Part of this year’s projects has been the search for good examples of grooming law.
I believed my groomer had been sacked from a job in the Netherlands because he was grooming from from his desk. As far as I can now ascertain, grooming is not yet illegal in the Netherlands, and the dismissal would likely have been for misuse of time and facilities at work had he not guessed he was about to get fired and resigned.
I will take a closer look with you at Dutch law later, but of real interest for the moment is South Africa, where poverty left many in a vulnerable position in the ‘post apartheid’ years. It had been flagged to me as progressive.
I am not pretending to be a legal expert. This was research to pass to legal experts if we found anything to hold up as a beacon.
The position in South Africa
A couple of things stand out for me with regard to South Africa.
As with most countries, South Africa’s laws around grooming centre around children and ‘vulnerable adults’ (read mentally disabled). The Criminal Law (Sexual Offences and Related Matters) Amendment Act, 2007 tidied up a lot of South African law relating to sexual offences.
As expected, there is mention of forced prostitution and trafficking. It is the acts themselves rather than the grooming of people into these positions which is illegal.
But there is mention of ‘seduction’ as tort in various places. The tort of seduction still appears to exist in South Africa, almost the equivalent of the Sex/Rape by Deception Law now rendered useless in UK law. An unmarried woman who had been seduced could claim damages if consent was obtained by ‘misinterpretation.
(It does have to be noted that the origins of this law date back to the days when women were regarded as chattels, and when a father could take action, not the woman herself.)
So laws around grooming are tight if they lead to trafficking or forced prostitution, and under law there seems to remain some protection from obtaining sex by deception, although I’ve found little about it beyond the odd reference.
There does, however, seem to be a fairly wide awareness of grooming and grooming techniques, and of ‘catfishing’ a form of grooming where the individual pretends to be someone else, notably online, to form a relationship.
Related laws include: online/social media offences breaching personal privacy (eg sextortion), assault, criminal defamation, and extortion. (Source: MOBEIG)
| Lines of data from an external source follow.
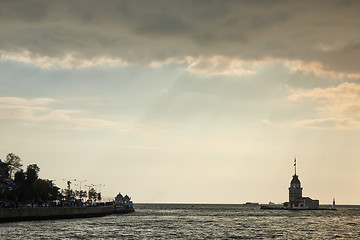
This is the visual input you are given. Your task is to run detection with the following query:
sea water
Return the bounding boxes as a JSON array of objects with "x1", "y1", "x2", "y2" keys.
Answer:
[{"x1": 0, "y1": 204, "x2": 360, "y2": 240}]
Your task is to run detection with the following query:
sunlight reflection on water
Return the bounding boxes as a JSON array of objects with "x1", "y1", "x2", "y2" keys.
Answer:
[{"x1": 0, "y1": 204, "x2": 360, "y2": 240}]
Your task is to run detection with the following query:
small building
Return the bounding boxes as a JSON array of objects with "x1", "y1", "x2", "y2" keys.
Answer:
[{"x1": 284, "y1": 159, "x2": 319, "y2": 209}]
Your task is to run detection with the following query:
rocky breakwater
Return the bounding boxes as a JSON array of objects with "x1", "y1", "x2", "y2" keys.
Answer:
[{"x1": 0, "y1": 205, "x2": 115, "y2": 222}]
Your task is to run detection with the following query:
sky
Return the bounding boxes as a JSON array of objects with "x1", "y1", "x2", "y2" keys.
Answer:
[{"x1": 0, "y1": 0, "x2": 360, "y2": 204}]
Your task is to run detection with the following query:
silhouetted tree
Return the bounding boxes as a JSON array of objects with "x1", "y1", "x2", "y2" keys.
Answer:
[
  {"x1": 14, "y1": 169, "x2": 26, "y2": 186},
  {"x1": 5, "y1": 153, "x2": 22, "y2": 178},
  {"x1": 32, "y1": 179, "x2": 51, "y2": 201},
  {"x1": 26, "y1": 164, "x2": 40, "y2": 184},
  {"x1": 88, "y1": 188, "x2": 97, "y2": 200}
]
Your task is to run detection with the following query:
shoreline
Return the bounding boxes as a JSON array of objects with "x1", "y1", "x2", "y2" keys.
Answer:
[{"x1": 0, "y1": 205, "x2": 135, "y2": 223}]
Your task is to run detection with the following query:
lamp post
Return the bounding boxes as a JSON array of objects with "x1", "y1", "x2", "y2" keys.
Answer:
[
  {"x1": 74, "y1": 179, "x2": 86, "y2": 202},
  {"x1": 94, "y1": 184, "x2": 105, "y2": 200},
  {"x1": 63, "y1": 178, "x2": 76, "y2": 200}
]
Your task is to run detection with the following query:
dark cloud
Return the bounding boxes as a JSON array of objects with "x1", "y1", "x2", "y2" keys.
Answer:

Anti Grooming Points for Legislation?
If I had to give South Africa a score for protection against grooming on the basis of what I’ve found whilst researching, it’d be a (very arbitrary) 6 out of 10:
- Definitely better than average (probably better than the UK)
- Some clear mentions of adult grooming as a ‘thing’ (not overlooked)
- Strong awareness of grooming into trafficking
- Strong awareness of grooming into modern day slavery
- Potentially has an existing law of seduction as a tort, although it’s unclear whether a legal challenge might succeed (This would help bring actions against sexual grooming)
- No explicit grooming laws yet
- Grooming seems low on the agenda (understandably)
Feel free to add or comment, correct or clarify – this is just a piece of Internet research shared in the search for a good model of legislation against grooming, and doesn’t pretend to be a definitive statement of legal position.